1 · Choose a RAID level
Single-parity ZFS vdev. Min 2 drives; 3+ typical.
2 · Configure drives
3 · Drive class
3.5" nearline SAS/SATA capacity HDD — indicative figures.
Advanced — read/write mix, URE rate, ZFS tuning
Calculated for planning. We don't publish prices — a 24-year UK reseller, Servnet confirms the exact drives, array and pricing on quote. IOPS, throughput & rebuild are indicative estimates.
What RAIDZ1 is
RAIDZ1 is ZFS’s single-parity vdev: usable capacity is (drives-per-vdev − 1) × drive size per vdev, and each vdev survives one drive failure. Unlike a hardware RAID 5 calculator, this tool models the real ZFS overheads — the ~3.2% slop reservation and the (parity+1)-sector allocation padding that bites at small recordsize.
A key ZFS fact most calculators miss: a RAIDZ vdev delivers roughly the random IOPS of a single drive, so pool IOPS scale with the number of vdevs, not the drive count. Like RAID 5, RAIDZ1 has no redundancy during a resilver, so it is best reserved for smaller vdevs of modest drives — RAIDZ2 is preferred for wide vdevs of large disks.
A single RAIDZ1 vdev of five 8 TB drives gives ~32 TB usable (parity removed).
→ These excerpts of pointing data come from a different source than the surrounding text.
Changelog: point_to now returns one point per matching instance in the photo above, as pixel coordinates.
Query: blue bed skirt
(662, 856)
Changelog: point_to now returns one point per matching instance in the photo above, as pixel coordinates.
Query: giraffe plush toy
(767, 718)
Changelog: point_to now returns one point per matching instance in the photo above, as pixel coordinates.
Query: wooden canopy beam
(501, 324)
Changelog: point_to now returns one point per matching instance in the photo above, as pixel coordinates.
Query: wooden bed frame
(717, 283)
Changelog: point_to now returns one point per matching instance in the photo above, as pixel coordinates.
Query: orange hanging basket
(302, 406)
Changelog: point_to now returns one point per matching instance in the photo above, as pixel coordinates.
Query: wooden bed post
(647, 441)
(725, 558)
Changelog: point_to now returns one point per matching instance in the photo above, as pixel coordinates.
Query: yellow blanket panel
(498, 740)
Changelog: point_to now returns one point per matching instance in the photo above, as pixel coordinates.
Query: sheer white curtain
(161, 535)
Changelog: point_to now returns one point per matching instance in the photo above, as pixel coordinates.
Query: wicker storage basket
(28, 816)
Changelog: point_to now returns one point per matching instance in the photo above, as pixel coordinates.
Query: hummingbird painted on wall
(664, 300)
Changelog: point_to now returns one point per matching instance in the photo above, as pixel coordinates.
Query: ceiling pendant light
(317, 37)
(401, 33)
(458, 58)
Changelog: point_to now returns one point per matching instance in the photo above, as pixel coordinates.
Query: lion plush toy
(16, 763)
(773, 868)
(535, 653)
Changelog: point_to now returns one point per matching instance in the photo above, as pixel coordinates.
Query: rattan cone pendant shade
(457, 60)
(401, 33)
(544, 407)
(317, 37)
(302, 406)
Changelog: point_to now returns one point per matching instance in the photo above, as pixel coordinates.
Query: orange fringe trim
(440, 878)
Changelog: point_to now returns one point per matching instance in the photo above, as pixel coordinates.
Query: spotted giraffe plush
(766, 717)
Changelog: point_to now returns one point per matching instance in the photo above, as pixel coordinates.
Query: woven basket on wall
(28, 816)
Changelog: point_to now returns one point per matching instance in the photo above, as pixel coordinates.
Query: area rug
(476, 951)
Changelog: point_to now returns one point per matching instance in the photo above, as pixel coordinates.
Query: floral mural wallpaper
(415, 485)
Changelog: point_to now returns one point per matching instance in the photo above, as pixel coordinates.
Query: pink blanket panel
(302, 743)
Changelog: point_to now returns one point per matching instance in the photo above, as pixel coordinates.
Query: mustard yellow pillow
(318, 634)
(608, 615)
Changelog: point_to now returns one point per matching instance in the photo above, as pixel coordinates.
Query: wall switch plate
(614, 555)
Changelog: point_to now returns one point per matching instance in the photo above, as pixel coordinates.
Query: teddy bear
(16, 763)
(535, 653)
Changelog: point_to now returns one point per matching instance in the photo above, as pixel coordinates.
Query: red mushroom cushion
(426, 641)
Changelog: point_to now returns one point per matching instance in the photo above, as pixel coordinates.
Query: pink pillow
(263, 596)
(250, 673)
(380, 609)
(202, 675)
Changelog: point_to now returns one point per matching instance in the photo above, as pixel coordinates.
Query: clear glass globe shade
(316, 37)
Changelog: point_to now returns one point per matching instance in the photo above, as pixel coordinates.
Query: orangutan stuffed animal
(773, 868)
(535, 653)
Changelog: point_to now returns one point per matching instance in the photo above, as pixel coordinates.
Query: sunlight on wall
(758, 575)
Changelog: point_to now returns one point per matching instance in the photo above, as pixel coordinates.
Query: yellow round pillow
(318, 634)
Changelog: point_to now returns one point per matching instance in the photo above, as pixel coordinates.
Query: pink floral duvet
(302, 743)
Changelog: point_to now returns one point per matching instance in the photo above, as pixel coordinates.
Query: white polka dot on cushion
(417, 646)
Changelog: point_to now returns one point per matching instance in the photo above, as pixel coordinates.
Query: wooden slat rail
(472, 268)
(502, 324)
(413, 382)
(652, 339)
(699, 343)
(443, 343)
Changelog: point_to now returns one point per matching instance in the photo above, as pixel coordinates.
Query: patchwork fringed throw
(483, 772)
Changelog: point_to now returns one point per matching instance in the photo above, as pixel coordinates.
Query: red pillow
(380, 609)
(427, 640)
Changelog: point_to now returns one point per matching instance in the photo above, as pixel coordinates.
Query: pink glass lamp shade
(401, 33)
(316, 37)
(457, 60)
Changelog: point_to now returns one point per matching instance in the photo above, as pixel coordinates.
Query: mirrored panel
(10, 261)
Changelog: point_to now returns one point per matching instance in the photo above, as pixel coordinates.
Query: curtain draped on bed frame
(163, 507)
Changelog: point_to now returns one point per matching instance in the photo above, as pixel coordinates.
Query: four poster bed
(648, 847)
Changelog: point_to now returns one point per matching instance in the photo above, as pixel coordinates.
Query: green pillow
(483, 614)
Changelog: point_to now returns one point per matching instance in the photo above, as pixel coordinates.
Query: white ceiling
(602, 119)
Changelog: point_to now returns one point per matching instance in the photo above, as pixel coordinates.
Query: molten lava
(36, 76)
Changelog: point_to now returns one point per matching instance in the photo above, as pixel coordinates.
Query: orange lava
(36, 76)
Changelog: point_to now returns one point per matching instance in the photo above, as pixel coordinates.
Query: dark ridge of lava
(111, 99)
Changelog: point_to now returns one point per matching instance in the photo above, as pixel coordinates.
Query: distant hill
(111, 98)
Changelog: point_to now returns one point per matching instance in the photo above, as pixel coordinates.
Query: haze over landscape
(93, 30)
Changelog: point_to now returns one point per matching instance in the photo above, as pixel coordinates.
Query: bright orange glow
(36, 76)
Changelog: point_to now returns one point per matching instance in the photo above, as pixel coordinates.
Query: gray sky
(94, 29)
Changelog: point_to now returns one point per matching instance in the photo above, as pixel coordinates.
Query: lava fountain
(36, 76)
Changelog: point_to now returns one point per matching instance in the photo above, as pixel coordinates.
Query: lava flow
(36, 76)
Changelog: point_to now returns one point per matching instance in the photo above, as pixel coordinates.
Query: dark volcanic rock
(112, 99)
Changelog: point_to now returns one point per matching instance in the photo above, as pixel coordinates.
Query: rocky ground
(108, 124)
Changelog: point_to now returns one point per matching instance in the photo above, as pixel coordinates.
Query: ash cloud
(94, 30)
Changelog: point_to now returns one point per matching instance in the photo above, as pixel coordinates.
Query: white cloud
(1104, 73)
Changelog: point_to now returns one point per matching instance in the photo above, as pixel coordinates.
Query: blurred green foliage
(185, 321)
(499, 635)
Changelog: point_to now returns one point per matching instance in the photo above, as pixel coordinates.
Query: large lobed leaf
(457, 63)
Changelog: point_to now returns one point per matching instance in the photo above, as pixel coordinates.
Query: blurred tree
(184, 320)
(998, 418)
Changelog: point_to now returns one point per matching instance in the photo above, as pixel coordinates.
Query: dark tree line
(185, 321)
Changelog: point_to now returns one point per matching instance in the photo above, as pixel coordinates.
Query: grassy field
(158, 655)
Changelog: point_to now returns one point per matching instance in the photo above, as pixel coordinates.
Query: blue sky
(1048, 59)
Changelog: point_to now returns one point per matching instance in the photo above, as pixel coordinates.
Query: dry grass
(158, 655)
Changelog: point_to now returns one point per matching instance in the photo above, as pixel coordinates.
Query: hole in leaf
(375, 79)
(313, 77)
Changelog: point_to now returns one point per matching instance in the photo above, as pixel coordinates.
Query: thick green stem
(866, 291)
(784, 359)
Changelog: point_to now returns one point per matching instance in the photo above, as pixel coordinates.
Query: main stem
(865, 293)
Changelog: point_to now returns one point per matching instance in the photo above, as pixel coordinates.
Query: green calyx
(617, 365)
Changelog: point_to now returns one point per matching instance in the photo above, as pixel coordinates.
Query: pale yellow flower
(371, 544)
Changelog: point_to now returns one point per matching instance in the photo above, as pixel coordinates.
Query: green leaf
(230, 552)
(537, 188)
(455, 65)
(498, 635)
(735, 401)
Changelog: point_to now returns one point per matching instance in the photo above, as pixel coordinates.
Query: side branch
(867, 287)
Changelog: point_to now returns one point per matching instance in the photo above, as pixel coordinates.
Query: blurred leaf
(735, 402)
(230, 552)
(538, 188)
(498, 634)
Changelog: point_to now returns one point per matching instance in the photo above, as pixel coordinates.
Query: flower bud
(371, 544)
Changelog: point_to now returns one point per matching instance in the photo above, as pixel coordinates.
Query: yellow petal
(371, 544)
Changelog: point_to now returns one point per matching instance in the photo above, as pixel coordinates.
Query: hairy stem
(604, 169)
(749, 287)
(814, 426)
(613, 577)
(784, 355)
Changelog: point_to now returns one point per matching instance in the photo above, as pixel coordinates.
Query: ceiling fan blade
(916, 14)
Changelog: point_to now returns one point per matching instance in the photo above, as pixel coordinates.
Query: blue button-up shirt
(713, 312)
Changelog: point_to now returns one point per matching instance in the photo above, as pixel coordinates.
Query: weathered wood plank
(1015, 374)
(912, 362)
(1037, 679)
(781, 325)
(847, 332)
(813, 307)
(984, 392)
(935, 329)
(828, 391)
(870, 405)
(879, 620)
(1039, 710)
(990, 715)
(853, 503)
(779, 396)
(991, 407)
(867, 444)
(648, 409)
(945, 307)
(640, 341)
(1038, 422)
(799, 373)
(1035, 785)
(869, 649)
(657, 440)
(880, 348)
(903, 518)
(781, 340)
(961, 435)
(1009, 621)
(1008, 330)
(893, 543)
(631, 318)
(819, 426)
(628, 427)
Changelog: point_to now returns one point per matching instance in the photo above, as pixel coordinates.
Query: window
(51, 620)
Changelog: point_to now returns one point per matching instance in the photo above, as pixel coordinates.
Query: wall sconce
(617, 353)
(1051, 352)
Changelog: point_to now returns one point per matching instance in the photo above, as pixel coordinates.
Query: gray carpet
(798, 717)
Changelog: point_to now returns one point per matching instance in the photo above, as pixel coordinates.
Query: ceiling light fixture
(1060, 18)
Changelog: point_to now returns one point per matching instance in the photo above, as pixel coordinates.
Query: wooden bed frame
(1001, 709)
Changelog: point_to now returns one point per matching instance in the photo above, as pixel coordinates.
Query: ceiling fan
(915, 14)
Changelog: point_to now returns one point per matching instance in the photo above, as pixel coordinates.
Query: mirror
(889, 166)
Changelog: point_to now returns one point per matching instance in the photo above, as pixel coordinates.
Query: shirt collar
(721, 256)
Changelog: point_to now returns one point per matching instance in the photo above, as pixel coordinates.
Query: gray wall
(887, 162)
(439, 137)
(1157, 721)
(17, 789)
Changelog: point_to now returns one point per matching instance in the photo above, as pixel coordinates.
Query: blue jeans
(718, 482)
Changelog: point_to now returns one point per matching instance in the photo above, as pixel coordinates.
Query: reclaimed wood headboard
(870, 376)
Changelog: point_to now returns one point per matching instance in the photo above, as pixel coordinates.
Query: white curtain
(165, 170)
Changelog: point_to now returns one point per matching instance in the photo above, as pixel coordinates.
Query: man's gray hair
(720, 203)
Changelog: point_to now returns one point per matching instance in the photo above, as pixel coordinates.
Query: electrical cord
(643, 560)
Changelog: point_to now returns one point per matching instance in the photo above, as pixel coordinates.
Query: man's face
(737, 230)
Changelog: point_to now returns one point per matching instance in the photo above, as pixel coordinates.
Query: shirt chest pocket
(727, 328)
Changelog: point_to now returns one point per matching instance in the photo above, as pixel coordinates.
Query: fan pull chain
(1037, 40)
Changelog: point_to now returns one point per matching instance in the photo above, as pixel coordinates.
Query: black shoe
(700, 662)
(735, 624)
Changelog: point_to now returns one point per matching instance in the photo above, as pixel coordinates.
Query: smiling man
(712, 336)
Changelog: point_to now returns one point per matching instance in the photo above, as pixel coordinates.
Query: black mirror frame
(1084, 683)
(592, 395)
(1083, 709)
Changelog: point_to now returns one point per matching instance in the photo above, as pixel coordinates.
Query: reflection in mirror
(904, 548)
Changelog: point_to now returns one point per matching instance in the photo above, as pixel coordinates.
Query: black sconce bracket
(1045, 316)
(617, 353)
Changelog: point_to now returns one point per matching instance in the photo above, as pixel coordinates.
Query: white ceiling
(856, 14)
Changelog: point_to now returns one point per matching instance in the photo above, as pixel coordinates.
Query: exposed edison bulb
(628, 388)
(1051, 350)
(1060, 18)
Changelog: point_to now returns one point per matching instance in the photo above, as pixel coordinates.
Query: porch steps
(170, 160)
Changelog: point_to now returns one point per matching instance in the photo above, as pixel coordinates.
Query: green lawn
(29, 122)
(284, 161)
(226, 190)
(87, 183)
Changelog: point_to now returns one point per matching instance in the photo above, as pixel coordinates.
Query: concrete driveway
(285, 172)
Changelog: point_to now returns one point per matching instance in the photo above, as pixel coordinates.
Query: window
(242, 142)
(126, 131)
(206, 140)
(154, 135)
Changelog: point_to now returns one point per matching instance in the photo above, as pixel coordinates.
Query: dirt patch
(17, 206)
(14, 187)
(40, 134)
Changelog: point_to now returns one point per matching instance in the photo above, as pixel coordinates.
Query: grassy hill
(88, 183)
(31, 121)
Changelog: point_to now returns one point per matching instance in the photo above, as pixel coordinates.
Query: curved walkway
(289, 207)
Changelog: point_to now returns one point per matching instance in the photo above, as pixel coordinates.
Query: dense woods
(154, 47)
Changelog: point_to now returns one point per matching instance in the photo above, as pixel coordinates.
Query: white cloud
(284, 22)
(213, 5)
ZFS then holds back ~3.2% slop; padding is negligible at the default 128 KiB recordsize but would grow sharply for small-block zvols — try switching recordsize in the tool to see it.
Advantages
- Capacity-efficient single parity
- ZFS checksums + scrubs catch silent corruption
- Snapshots, compression and self-healing built in
- Models real slop + padding overhead
Trade-offs
- No redundancy during a resilver
- Random IOPS limited to ~one drive per vdev
- Padding overhead grows at small recordsize / wide vdevs
- A second failure in a vdev loses the pool
Best for
- Smaller home / SMB ZFS pools
- Read-heavy and sequential workloads
- Narrow vdevs (3–5 drives) of modest capacity
Consider another level when
- Wide vdevs of large nearline drives (use RAIDZ2)
- Random-IOPS-heavy workloads (use mirrors)
- Mission-critical data without a second copy
RAIDZ1 — common questions
How is RAIDZ1 usable capacity calculated?
Per vdev it is (drives − 1) × drive size, then ZFS reserves ~3.2% slop and rounds allocations up to a multiple of (parity+1) sectors. At the default 128 KiB recordsize that padding is usually negligible, so a 5 × 8 TB RAIDZ1 vdev gives close to 32 TB usable; at small volblocksize (e.g. 8 KiB zvols) padding can cost a lot more.
Does adding drives to a RAIDZ1 vdev increase IOPS?
No. A RAIDZ vdev delivers roughly the random IOPS of a single drive regardless of width — pool IOPS scale with the number of vdevs. For more IOPS, use more (narrower) vdevs or mirrors rather than one wide vdev.
Is RAIDZ1 safe for large drives?
Like RAID 5, RAIDZ1 has no redundancy during a resilver, so a second failure or a bad block on another disk during rebuild can lose the vdev. For wide vdevs of large drives, RAIDZ2 is the safer choice.